AO § 222 Abs. 1 Nr. 1; StAnpG § 7 Abs. 1; EStG 1958 § 38 Abs. 3 S. 2

 

Tatbestand

Der Beklagte und Revisionsbeklagte (FA) stellte im Zuge einer Lohnsteuer-Außenprüfung bei der Klägerin und Revisionsklägerin (Klägerin) für die Jahre 1959 bis 1964 u. a. fest, daß die Klägerin 26 Angestellten geldwerte Vorteile gewährt hatte, die der Lohnsteuer nicht unterworfen worden waren. Im Prüfungsbericht ist ausgeführt, daß die Klägerin die anfallenden Mehrsteuern für diese einkommensteuerpflichtigen Arbeitnehmer nicht übernommen habe. Weiter heißt es: "Die Nachforderung ist nach dem Verfahren bei unterbliebenem Steuerabzug vom Arbeitslohn zu erheben (Abschn. 220 EStR)..."

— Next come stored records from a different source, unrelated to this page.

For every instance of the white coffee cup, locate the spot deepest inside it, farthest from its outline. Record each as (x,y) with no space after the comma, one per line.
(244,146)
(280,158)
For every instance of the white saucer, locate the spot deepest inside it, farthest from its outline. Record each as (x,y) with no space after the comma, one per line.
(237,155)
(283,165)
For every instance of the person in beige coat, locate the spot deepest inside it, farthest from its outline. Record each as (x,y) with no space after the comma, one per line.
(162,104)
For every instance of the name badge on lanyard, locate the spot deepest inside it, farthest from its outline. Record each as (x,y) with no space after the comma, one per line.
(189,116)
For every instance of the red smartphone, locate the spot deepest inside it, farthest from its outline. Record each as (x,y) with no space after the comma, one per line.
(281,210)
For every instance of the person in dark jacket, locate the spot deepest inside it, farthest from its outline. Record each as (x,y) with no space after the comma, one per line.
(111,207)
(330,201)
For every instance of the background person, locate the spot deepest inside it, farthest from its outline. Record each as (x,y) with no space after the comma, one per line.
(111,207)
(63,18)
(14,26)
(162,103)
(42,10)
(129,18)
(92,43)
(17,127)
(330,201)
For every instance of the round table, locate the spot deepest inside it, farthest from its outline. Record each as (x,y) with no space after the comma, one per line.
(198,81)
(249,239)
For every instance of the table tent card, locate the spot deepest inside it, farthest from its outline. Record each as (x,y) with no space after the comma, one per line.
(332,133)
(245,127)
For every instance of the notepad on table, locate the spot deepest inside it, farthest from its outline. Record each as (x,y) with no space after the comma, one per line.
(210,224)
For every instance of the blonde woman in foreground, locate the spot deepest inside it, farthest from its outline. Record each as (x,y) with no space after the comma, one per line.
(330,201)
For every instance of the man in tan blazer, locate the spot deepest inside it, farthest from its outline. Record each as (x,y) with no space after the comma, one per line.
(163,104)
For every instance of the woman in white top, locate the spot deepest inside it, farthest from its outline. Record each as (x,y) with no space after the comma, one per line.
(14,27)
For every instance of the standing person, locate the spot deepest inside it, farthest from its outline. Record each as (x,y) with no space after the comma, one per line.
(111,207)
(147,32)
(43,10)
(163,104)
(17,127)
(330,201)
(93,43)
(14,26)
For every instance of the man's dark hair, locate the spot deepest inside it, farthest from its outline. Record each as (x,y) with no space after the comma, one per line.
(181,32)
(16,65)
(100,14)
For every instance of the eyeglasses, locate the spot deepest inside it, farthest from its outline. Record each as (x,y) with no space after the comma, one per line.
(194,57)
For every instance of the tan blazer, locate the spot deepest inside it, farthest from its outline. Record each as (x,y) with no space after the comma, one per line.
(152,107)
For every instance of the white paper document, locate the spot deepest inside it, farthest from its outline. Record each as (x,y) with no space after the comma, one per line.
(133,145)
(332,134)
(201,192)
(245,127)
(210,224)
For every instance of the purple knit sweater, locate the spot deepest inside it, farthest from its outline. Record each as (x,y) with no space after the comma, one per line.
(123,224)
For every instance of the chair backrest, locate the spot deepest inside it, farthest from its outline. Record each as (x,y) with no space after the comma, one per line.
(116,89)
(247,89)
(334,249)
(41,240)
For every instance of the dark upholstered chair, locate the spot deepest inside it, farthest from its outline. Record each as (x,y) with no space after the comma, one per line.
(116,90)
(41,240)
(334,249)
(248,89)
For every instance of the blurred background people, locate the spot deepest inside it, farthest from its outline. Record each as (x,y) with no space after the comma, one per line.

Im Zuge dieser Nachforderungsverfahren wurde bei insgesamt sieben der 26 Angestellten folgendes festgestellt:

a) Bei den zur Einkommensteuer veranlagten Angestellten Dr. S. usw. ergaben sich für die Jahre 1959 bis 1964 jeweils so geringe Mehrsteuern (Beträge von durchweg unter 100 DM), daß die Voraussetzungen für Berichtigungsveranlagungen nach § 222 Abs. 1 Nr. 1 AO (neue Tatsachen von einigem Gewicht) nicht gegeben waren.

b) Die Angestellten D. usw. waren trotz Vorliegens der Voraussetzungen für das Jahr 1959 nicht veranlagt worden.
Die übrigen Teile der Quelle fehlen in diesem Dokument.